Se imagina lo que sigue. A los argentinos nos encantan las salvaciones fáciles, y así cualquiera nos duerme enseguida. Bueno, empezamos, sin disimulo, desde los pendejos hasta los más añosos a desfilar por el negocio. A Rodrigo Mendía, para la artrosis le tocó anís estrellado, pero con tilo y limón en cascaritas, a Dante Repetti, para la espalda, que no lo dejaba dormir dos noches seguidas, pezuña de vaca y cardo santo en boldo amargo y a Nicola Brambilla, alérgico hasta de las luces, uva ursi, pasionaria con manzanilla y un poco de vino de misa. Las mujeres del pueblo, en cambio, eran reacias a ir, vaya a saber el motivo. El caso es que yo, que en esas cosas no creo, debo haber sido el último en visitar la farmacia. Si, le confieso que fui.

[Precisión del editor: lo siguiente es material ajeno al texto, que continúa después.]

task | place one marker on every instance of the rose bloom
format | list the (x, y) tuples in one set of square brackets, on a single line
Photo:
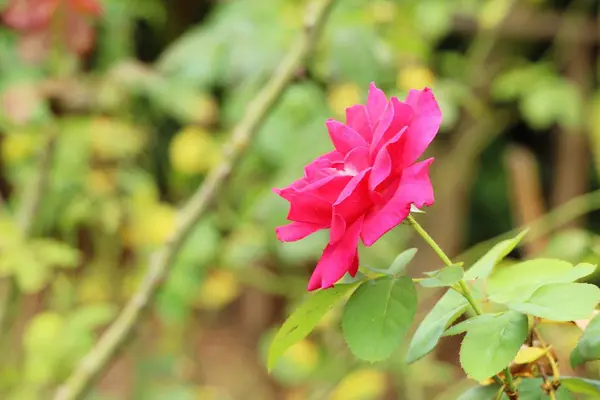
[(43, 21), (366, 186)]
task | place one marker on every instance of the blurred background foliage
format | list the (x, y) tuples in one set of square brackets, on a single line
[(111, 117)]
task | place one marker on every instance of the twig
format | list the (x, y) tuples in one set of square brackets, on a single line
[(557, 217), (33, 200), (105, 350), (27, 216)]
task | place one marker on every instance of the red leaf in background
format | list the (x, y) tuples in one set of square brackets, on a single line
[(29, 15), (36, 20)]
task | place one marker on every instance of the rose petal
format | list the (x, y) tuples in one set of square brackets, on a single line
[(357, 159), (352, 202), (423, 127), (343, 137), (296, 231), (337, 259), (383, 164), (376, 104), (414, 188), (396, 117), (357, 118)]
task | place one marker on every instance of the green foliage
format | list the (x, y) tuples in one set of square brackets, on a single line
[(401, 261), (531, 389), (489, 347), (483, 267), (447, 276), (489, 392), (561, 301), (581, 386), (399, 265), (465, 325), (588, 347), (304, 319), (377, 316), (429, 332), (544, 98), (519, 281), (33, 261), (54, 343)]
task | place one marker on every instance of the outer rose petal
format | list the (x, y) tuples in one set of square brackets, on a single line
[(423, 127), (358, 119), (376, 103), (414, 188), (296, 231), (91, 7), (357, 159), (353, 202), (343, 137), (337, 259), (317, 169)]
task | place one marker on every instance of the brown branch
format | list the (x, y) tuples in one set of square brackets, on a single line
[(113, 339), (525, 191), (530, 24)]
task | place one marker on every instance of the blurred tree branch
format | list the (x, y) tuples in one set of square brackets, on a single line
[(531, 24), (105, 350), (27, 215), (557, 217)]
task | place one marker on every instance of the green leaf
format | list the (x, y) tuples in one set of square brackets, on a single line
[(348, 279), (484, 266), (449, 307), (581, 385), (588, 347), (304, 320), (488, 392), (531, 389), (447, 276), (399, 264), (54, 253), (377, 316), (489, 348), (465, 325), (401, 261), (517, 282), (561, 301)]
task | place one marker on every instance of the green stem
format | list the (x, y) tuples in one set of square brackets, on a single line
[(464, 290), (429, 240), (509, 381)]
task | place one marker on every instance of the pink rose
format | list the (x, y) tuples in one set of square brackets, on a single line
[(366, 186)]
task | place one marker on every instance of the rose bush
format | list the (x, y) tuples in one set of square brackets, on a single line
[(366, 186)]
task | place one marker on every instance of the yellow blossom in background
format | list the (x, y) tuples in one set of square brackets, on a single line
[(18, 146), (100, 182), (364, 384), (219, 289), (151, 224), (342, 96), (193, 151), (94, 287), (493, 12), (303, 354), (414, 77)]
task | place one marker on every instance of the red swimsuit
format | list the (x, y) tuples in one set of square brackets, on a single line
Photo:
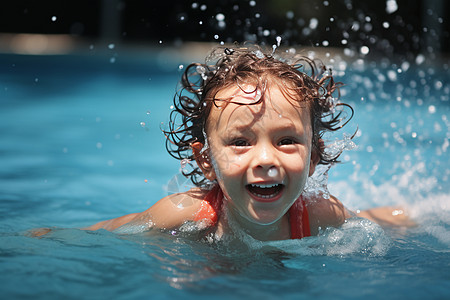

Un sábado a la mañana, me puse el saco de corderoy, entré y me quedé atrás, cerca del vitraux donde una serpiente parecía tomar agua de un bebedero. El resplandor dibujaba la víbora sobre los clientes, si parecía que nos estaba encantando a todos. Amanda escuchaba cada pedido y después con saltos a lo pajarito, de un lado a otro de los estantes, entregaba el yuyo justo con una sonrisa convincente. Yo le veía algo de mano santa, que quiere que le diga. Así estuve, calladito, hasta que el negocio quedó vacío. Entonces me acerqué, le conté en voz baja mi problema, ella no dijo ni mu. Buscó tres o cuatro hierbas, las colocó en esas bolsitas discretas y salí con ruda macho y amargón, que debía mezclar junto con té negro nomás, sin azúcar. Pasó una semana y nada. Entonces volví. Estaba a punto de cerrar. Le expliqué, sonrió más amplio todavía, bajó la persiana y me hizo pasar a la trastienda. Empezó a hablarme suave mientras se untaba las manos con pomada color celeste. Siguió hablando, me hizo quitar la camisa, frotó mi pecho, y no sé cómo estábamos los dos desnudos, sobre el diván donde pasaba las noches de turno. Tardé una hora en tener al fin el orgasmo prolongado que nunca conseguia. Y me lo hizo repetir para demostrar que no era una casualidad. Me despidió diciéndome que siguiera con los yuyos todas las semanas.
Dos días más tarde la farmacia no estuvo más, como le dije. El vitraux lo tiene un pariente del doctor Jeanmaire en un country de Pilar. De Amanda, ni rastros. Todos seguimos tomando lo mismo, pero no sé, ninguno de nosotros anda como en aquellos día de la San Luis. Así es la vida.